Cupping Therapy for Scars: How It Works and the Benefits of Incorporating Cupping into Breast Rehabilitation

Cupping Therapy for Scars: How It Works

Scar tissue is a natural part of the body’s healing process. After surgery, injury, or inflammation, the body produces collagen fibers to repair damaged tissue. However, these fibers can sometimes form dense, tight adhesions that restrict movement, create discomfort, and interfere with the way tissues glide against one another.

One treatment gaining attention in rehabilitation settings is suction cup therapy, also known as cupping. When used appropriately, this technique can help mobilize scar tissue, improve circulation, and support tissue remodeling during recovery.

Cupping therapy works by creating negative pressure (suction) that lifts the skin and tissue layers upward, separating adhesions and restoring the kind of independent movement that scar tissue takes away. In a breast rehabilitation context, it is not a wellness service. It is a targeted, hands-on technique applied by trained therapists as part of an individualized treatment plan.

How Cupping Helps With Scar Tissue

Suction cup therapy works through several mechanical and physiological effects.

  • The suction gently lifts the skin, fascia, and superficial muscle layers away from deeper structures.

    This lifting can help:

    • Reduce adhesions between tissue layers

    • Restore normal sliding and gliding of fascia

    • Improve overall tissue mobility

    Instead of compressing the tissue, cupping decompresses it, which can be particularly helpful around scar tissue.

  • When suction is applied, blood flow increases to the area. Improved circulation delivers oxygen and nutrients that support tissue repair. Scar tissue gets less blood flow than healthy tissue, which is part of why it feels stiff and slow to change. 

    The suction created by cupping brings more circulation into the area, giving the tissue what it needs to gradually soften, flatten, and move more freely again over time.

    Better circulation may help:

    • Promote healthier collagen remodeling

    • Reduce stiffness

    • Improve tissue elasticity

    Temporary redness or discoloration may appear after treatment.

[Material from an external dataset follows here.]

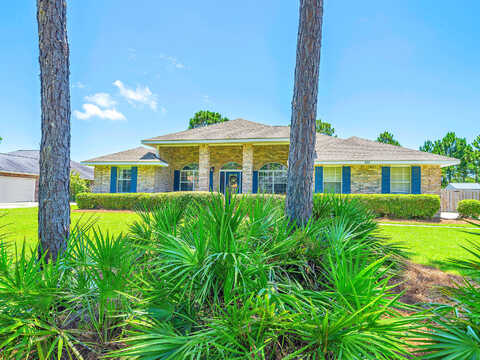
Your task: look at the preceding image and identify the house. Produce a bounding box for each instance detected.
[0,150,93,203]
[445,183,480,191]
[83,119,459,194]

This is usually the result of increased blood flow to the treated area and typically resolves on its own.

  • Swelling can contribute to scar tightness. Cupping may assist the movement of fluid through the lymphatic system, helping reduce congestion around healing tissues.

    Improved lymphatic flow may help:

    • Decrease swelling

    • Reduce pressure in surrounding tissues

    • Support overall healing

  • Scar tissue is often less elastic than normal tissue. Gentle suction combined with movement of the cups can help encourage the tissue to become more pliable over time.

    This may improve:

    • Range of motion

    • Comfort during movement

    • Overall function of the affected area

How Cupping Works After Breast Surgery

After breast surgery, the body goes through several stages of healing. During this process, scar tissue forms not only at the incision site but also within the deeper layers of tissue that were affected during the procedure.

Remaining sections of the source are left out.